The grounds for the chief justice’s impeachment were culpable violation of the constitution and betrayal of the public trust. Culpable means blameworthy that excludes unintentional wrong. (I was very good at Latin.) In this case, the act was not even wrong. The BIR says no taxpayer ever declared dollar deposits. Other grounds are treason, bribery, graft and corruption. The grounds differ. But all share a necessary quality. They must all be of equal gravity in being so obviously (note: obviously) wrong as to threaten the order of political society, making it pestilent and perilous for the perpetrator to stay in power.
Of what was the chief justice accused that made him pestilent and his tenure perilous? It is the chief justice’s accusers in the Palace, in the House, in the Senate and in the media who threaten democracy, the rule of law and the order of political society. The very allegations of culpable violation and betrayal of the public trust must already show what they did not in this case: a clear threat to the social order equal to treason.
Enrile made it clear. The chief justice was not charged with ill-gotten wealth, only of failing to declare all of his presumably honestly earned money.
Betrayal of the public trust does not mean “I don’t trust, honey,” like a politician’s wife says when she catches him in bed with someone else.
The constitution has a special definition. Betrayal of public trust is such gross irresponsibility, such brazen lack of integrity, such repeated disloyalty to duty, such heedless inefficiency and laziness in the public service, such glaring injustice and extravagant living as to pose a threat to the good order of society.
No real let alone legal proof showed of any of that. Such proof as the prosecution attempted did not approach the standard of clear and convincing evidence for conviction.
The chief justice was accused of culpable violation of the constitution. But in what regard? How culpable? What was the act or omission and how was it wrong? Can that be wrong which everyone does under a law and only one is accused of it? Signing the waiver acquited the chief justice and put all his accusers on trial.

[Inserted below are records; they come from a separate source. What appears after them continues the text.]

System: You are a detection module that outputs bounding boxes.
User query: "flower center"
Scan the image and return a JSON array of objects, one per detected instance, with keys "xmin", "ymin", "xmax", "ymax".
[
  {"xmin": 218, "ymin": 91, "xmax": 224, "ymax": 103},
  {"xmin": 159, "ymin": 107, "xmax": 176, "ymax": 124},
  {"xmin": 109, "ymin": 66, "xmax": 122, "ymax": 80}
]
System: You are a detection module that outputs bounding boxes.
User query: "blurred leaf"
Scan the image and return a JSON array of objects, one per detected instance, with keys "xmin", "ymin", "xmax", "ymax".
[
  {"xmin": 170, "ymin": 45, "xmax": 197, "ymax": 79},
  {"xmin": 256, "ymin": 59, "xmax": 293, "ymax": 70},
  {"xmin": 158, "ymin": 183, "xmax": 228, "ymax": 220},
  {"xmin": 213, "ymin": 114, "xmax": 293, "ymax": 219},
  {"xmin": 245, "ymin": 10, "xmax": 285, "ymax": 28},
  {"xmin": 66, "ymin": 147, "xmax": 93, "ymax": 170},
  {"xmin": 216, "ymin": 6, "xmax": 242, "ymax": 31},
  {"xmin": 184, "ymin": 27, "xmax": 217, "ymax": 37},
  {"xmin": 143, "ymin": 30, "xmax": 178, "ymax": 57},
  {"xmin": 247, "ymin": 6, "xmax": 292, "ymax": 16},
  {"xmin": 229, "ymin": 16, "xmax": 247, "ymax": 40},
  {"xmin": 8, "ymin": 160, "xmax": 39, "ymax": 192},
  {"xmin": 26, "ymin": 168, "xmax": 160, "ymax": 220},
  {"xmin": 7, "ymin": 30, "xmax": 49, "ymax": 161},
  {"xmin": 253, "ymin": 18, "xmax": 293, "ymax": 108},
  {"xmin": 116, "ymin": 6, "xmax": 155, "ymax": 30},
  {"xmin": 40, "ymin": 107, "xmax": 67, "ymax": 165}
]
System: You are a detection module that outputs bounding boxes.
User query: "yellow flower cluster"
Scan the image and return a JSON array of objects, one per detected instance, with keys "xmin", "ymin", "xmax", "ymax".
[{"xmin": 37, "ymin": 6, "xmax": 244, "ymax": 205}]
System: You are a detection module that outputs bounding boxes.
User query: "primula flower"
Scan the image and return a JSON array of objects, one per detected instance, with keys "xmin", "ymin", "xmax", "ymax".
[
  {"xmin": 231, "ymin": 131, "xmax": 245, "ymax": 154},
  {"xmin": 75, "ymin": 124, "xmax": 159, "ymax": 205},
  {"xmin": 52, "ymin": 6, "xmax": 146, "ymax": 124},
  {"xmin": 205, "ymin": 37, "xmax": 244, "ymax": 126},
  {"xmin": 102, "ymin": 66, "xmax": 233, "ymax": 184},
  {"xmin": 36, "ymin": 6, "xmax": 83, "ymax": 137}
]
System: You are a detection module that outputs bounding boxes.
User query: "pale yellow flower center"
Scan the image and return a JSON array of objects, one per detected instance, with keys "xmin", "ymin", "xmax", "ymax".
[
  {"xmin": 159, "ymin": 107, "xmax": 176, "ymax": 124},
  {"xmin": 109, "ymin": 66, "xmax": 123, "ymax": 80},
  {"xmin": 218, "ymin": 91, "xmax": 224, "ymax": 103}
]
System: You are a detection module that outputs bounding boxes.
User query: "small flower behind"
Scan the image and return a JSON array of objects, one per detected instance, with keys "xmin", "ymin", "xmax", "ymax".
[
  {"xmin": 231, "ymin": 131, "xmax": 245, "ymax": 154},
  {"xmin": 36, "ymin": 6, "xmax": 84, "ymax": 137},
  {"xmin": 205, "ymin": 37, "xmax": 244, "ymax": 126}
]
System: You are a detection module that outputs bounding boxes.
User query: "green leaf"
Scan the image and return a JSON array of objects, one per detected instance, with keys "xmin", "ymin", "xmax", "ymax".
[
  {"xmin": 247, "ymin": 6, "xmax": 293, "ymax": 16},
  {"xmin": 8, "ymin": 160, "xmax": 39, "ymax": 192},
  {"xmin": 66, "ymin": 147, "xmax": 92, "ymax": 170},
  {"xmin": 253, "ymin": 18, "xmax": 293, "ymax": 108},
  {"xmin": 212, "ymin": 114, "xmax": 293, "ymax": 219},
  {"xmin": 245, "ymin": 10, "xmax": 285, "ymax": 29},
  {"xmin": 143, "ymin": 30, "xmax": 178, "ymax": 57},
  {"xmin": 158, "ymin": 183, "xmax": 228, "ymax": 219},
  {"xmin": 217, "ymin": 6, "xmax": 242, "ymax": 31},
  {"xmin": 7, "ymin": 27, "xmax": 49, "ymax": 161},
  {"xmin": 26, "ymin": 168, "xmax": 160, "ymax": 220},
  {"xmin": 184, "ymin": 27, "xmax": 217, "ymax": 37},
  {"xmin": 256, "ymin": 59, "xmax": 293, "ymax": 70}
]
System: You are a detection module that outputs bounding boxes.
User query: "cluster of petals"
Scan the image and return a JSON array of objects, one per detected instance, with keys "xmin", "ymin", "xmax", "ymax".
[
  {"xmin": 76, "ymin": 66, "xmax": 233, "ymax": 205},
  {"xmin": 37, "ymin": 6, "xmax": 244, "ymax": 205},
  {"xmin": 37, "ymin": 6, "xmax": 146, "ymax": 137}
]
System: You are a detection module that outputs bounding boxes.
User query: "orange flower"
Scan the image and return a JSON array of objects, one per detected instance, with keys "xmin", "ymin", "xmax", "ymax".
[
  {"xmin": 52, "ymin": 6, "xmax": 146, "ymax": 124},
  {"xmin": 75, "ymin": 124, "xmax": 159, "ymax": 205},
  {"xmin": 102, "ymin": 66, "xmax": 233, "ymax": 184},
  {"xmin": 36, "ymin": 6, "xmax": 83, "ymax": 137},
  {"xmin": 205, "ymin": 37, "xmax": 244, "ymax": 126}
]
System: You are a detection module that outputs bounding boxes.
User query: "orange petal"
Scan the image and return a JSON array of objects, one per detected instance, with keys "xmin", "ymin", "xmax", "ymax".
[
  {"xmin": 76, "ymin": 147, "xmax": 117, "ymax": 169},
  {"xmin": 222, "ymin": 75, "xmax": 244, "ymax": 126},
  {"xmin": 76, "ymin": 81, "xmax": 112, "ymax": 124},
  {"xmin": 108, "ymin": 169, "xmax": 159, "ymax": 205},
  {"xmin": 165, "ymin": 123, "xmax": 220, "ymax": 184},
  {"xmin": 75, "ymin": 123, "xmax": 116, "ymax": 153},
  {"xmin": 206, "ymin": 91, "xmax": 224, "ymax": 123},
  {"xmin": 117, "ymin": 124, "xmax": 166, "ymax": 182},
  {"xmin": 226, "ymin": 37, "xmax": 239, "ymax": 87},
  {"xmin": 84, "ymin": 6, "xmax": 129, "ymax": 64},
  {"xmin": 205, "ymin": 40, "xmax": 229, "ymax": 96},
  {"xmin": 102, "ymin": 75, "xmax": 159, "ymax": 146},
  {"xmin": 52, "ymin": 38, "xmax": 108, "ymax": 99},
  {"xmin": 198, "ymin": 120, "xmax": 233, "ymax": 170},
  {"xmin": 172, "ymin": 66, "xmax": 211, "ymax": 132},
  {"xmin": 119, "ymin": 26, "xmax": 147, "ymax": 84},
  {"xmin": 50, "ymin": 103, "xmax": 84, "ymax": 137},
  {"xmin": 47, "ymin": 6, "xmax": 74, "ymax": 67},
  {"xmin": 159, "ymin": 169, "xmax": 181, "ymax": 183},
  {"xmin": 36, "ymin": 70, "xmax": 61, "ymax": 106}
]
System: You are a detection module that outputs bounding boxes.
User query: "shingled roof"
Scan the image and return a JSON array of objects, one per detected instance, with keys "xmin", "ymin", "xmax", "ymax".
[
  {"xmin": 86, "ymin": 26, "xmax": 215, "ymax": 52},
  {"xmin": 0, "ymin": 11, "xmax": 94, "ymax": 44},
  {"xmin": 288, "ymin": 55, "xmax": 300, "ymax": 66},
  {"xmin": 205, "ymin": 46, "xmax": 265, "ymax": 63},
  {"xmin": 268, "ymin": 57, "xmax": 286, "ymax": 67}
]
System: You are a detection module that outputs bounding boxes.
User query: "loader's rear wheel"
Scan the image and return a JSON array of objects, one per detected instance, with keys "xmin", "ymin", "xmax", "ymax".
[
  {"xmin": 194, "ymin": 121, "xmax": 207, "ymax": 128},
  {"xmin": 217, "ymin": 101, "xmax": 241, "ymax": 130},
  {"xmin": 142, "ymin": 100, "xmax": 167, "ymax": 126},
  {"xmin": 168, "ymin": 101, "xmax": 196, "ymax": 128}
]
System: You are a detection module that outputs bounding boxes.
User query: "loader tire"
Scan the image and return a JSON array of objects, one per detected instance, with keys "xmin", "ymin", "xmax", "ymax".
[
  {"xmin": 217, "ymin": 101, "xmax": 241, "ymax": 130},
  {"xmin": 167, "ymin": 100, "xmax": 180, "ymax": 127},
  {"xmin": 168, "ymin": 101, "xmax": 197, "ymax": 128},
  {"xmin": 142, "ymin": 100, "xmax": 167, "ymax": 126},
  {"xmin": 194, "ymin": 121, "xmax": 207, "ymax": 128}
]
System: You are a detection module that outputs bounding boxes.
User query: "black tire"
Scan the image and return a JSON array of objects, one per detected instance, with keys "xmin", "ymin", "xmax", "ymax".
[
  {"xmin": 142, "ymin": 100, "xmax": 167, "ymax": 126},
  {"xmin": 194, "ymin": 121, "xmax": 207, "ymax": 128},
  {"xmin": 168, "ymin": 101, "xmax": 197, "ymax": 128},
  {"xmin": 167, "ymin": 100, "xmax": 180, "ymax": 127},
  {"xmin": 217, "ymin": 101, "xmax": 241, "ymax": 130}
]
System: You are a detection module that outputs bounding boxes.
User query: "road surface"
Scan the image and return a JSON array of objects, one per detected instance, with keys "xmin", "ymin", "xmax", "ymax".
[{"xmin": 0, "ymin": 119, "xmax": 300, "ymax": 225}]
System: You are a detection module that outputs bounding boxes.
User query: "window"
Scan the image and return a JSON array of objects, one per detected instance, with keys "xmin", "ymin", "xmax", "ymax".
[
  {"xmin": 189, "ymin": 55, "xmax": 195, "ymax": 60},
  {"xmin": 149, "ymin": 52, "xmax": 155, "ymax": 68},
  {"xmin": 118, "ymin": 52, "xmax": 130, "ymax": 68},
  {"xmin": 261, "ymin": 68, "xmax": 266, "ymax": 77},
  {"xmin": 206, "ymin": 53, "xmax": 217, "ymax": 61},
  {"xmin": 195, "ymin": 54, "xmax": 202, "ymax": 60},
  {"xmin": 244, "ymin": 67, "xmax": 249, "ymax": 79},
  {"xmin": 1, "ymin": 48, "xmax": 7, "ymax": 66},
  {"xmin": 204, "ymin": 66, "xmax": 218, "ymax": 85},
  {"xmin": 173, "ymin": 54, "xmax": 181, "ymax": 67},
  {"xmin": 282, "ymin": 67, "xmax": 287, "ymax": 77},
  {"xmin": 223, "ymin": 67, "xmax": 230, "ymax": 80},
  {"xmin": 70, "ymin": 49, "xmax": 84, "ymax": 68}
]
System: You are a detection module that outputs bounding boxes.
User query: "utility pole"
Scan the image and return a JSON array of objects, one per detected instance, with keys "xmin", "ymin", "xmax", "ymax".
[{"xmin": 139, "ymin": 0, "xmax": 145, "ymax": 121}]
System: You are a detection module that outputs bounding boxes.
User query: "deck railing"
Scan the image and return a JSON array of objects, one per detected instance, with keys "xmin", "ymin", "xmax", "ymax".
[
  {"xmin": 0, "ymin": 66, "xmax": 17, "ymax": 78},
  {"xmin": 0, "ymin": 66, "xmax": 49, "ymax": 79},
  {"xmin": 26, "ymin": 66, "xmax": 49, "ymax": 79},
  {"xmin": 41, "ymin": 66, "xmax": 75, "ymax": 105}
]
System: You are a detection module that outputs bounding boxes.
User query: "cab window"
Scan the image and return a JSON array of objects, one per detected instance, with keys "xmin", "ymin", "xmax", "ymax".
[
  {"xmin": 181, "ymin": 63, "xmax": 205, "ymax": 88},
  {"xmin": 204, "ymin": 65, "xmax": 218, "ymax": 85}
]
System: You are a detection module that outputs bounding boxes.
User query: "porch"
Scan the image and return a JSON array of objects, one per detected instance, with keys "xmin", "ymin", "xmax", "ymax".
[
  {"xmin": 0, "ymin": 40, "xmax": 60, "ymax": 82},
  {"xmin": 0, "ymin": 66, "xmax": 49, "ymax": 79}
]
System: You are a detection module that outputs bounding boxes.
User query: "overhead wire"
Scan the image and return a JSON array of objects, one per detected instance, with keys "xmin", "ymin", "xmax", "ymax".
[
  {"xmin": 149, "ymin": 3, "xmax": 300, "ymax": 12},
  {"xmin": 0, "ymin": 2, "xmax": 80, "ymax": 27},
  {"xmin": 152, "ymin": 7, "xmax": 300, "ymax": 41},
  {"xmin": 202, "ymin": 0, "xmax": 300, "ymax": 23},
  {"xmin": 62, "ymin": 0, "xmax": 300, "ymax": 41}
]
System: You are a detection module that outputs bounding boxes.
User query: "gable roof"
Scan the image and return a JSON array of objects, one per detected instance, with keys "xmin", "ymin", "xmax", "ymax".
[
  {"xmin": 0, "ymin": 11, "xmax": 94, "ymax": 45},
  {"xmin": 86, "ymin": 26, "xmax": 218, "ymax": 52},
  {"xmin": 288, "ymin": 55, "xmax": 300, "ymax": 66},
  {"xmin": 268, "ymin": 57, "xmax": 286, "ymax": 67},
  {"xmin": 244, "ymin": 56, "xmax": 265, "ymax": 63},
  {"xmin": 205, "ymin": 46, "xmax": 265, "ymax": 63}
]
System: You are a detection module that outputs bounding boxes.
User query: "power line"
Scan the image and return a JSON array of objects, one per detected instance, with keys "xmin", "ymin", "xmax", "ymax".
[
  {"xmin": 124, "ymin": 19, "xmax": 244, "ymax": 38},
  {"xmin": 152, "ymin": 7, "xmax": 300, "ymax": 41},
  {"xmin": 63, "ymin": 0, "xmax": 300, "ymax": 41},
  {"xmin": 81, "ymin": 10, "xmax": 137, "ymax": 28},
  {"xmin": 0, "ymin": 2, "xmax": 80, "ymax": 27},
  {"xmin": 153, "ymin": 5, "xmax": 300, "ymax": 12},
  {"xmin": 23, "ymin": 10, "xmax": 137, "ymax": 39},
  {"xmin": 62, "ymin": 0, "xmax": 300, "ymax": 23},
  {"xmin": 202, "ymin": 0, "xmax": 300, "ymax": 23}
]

The chief justice did not conceal his money. It is not concealment when law itself shields the money. The senators lambasted him for that but went along with the TRO. Their secrets had to be shielded but his could not be. They could convict him for hiding what they can keep hiding after all.
Then the chief justice did the unforgivable. He waived the secrecy of his dollar deposits. Now the senators are expected to declare their deposits also. Corona was dead. He was expected to lie down and die alone, not take the senators with him.
In the end, did the chief justice misdeclare all that he owned as public officers are required to report? But the remedy for misdeclaration is self-correction not impeachment as we shall see when a friend of the president is finally caught. Indeed, impeachment is always too grave a remedy. A reckless impeachment undermines the independence of the judiciary as it can weaken the energy of the president.
What the senate did today will decide whether ours shall thenceforth be a government of laws and of separated powers or a government of whimsy and one-gang rule; whether ours shall be a government of limited powers or of powers as far as a president’s ambition will go. Judicial decisions will change with time; political actions will harden with expedient repetion. And this is a government of expediency galore.
It all came down to the question: can the chief justice be impeached for his interpretation of the law that his accusers completely agree with by not signing their own waivers? That is hypocrisy and a violation of the equal protection of the law.
I therefore submit the answer is no. Yet the senate said yes. I told you so. Good night.